I miss you because I didn’t when you were alive, and I regret that more than anything because now I look around and there’s this feeling in my heart; a melancholy of my mind that I remember only you could understand. This pretentious, childish ennui of my soul that doesn’t belong but exists. Something that I can’t admit to anyone else because I know it’s undeserving; that we were born too lucky to be sad on our believed misfortunes.
Somehow we were both born with each other’s red string around our pinkies and it seems like life won’t allow me to forget my better half.
I remember having an urging to message you a few days before it all happened and I didn’t because I was cowardly and it seems like one of your gifts to me in all of this is the one that has taught me to never be too afraid to speak; that anger and regret and refrain is not worth the loss of time.
That all we have–the only currency, the only measure that ever mattered is just time: the time we spent being nonchalant towards each other. The time we spent never saying I love you.

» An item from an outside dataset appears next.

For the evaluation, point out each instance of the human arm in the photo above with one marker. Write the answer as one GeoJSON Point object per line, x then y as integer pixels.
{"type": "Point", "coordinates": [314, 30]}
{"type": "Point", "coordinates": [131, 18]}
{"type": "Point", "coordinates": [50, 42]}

I remember the way you looked in high school; how we both were too embarrassed to look at each other–too embarrassed to speak: the teenagers who were once little girls attached at the waist.I started a notebook again and I think of you when I write in it: the way your handwriting mimicked your personality, how the C’s bubbled with your laugh and the Y’s curled with your smile.
I think of you more in these past seven months that I have in these last seven years. I think of us: buying ice-cream after school in those push carts, the notes we aggressively passed. The classrooms we begged for seats next to eachother because we were sisters and how could we not.
I head home soon, and I know walking down the streets of our neighborhood will just smell of us at ten eleven and twelve; and I know I’ll cry and break and be a mess because then it’ll be in reality where you are actually gone. It’ll be in my reality, in our world, where everything of you no longer exists.
The kraft slice omelettes over rice your mother would make; our daily, late walks to school. The fanfiction, poems, Phantom of the Opera we would watch. Apple juice cartons–slices of ham and american cheese; instant noodles with vienna sausages, mustard and Tapitio: I would give up all the steakhouses, Michelin stars and thousand-dollar dinners for one more meal with you. One more chance to be near you–to talk about nothing but understand everything.
To be forgiven for all that I’ve ever done wrong; to be loved even when I’ve never done right.
Here, four thousand miles away I can pretend that you’re still breathing and smiling your dimply Sangco smile; living your life like everyone else wishes they could. Here, I can pretend that I took you away with me before our neighborhood took you alive–here, I can pretend that I took care of you like I promised your mother.
Here, you’re alive–by my side–in a castle, above the sky.